The Everything Store: Jeff Bezos & The Age Of Amazon, by Brad Stone, is the first in-depth account of the rise of Amazon, the e-commerce pioneer that survived the dot-com bubble. In his prologue, Stone summarises Amazon's trajectory: "The company started modestly as an online bookseller and then rode the original wave of dot-com exuberance in the late 1990s to extend into selling music, movies, electronics, and toys... Amazon redefined itself yet again as a versatile technology firm that sold the cloud computing infrastructure known as Amazon Web Services as well as inexpensive, practical digital devices like the Kindle".
Amazon has transformed itself from a retailer into a technology business, though since the book was first published (in 2013), it has also become a media company: it produces original television content, such as The Grand Tour, for its Amazon Prime subscribers. It is now competing with digital giants Google, Facebook, and Apple in artificial intelligence and other areas of consumer technology. (Books about those companies include Googled by Ken Auletta, The Facebook Effect by David Kirkpatrick, Steve Jobs by Walter Isaacson, and Becoming Steve Jobs by Brent Schlender and Rick Tetzeli.)
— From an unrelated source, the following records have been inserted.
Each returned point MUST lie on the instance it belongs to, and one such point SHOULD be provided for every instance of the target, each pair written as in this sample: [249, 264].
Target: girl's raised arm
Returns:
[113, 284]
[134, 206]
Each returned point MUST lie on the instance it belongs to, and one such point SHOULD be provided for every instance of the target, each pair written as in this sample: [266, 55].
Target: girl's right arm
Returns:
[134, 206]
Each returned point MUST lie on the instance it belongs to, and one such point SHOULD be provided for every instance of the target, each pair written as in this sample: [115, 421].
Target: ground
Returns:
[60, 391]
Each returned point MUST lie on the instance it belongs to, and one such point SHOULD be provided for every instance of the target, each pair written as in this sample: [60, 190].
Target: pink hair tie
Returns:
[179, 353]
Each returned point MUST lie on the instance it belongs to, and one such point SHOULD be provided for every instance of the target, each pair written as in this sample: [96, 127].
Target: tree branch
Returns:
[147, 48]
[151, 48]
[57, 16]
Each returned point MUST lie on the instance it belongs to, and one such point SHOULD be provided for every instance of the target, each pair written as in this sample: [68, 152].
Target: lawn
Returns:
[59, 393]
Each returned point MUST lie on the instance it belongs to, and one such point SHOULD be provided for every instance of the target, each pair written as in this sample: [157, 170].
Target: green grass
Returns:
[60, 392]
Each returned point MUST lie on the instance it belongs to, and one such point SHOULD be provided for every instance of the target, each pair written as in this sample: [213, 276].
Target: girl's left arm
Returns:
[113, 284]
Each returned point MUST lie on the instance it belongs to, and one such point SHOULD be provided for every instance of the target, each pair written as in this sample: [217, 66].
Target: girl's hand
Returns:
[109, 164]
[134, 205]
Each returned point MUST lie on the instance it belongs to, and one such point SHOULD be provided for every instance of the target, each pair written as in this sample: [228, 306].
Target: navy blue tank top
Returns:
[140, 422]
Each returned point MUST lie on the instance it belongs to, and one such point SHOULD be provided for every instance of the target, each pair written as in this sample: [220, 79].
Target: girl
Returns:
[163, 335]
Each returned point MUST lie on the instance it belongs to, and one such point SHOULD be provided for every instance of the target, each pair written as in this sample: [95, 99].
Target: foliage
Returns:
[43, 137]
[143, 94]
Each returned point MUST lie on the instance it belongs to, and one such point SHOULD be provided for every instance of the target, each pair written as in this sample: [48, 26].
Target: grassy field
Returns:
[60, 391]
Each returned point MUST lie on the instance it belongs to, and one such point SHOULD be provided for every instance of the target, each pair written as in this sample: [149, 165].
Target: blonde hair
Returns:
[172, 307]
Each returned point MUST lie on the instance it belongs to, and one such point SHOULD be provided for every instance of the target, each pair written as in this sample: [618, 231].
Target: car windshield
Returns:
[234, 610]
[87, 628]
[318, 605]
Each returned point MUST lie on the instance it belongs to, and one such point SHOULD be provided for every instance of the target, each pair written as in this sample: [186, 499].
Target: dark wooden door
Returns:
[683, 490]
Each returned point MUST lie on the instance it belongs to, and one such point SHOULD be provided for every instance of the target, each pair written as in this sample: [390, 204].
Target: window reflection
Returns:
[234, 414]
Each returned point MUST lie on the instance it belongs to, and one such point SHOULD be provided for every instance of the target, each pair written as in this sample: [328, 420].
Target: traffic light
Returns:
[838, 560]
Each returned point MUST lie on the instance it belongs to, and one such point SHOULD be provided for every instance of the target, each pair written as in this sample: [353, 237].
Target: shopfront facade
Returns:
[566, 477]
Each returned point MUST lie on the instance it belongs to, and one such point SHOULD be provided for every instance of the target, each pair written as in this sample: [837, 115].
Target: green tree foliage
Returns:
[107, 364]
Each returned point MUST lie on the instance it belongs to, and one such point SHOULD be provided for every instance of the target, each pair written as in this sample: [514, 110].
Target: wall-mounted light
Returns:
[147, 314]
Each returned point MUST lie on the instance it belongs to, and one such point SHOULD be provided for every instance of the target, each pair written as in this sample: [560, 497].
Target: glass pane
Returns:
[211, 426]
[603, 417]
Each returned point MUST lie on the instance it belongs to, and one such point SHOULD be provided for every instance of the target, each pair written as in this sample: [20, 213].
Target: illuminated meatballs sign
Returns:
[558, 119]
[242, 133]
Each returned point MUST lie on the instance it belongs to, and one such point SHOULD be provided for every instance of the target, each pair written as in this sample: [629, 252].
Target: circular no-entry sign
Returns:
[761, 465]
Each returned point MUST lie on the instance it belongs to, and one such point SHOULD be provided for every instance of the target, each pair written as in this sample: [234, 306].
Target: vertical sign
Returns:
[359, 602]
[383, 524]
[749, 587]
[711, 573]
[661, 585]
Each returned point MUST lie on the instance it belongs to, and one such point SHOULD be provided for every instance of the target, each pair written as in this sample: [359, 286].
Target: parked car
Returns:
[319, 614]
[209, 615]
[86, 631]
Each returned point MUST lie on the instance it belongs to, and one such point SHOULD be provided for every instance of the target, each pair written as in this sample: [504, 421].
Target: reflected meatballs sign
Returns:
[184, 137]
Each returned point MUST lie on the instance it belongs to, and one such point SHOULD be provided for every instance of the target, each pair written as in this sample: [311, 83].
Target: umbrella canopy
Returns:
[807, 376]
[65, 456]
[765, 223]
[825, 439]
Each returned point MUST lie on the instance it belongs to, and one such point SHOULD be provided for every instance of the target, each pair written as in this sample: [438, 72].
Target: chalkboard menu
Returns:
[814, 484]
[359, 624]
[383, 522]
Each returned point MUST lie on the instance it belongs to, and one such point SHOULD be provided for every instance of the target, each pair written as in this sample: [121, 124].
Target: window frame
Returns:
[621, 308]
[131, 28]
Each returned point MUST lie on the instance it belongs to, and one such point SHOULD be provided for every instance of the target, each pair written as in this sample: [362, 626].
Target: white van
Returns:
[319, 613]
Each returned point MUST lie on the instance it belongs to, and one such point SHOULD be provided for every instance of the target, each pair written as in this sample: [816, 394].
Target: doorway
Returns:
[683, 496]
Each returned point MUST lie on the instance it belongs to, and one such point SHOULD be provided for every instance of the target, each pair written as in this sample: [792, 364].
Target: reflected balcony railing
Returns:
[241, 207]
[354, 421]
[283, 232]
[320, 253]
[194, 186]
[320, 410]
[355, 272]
Stone describes visiting Amazon founder and CEO Bezos "to solicit his cooperation with this book," and while Bezos didn't agree to participate personally, he did authorise his colleagues to speak to the author. Bezos is undoubtedly an innovator, though perhaps not an especially pleasant person. His characteristic "hearty laugh" doesn't necessarily indicate a sense of humour: "the laugh... rocks its targets back on their heels. More than a few of his colleagues suggest that on some level, this is intentional - that Bezos wields his laugh like a weapon."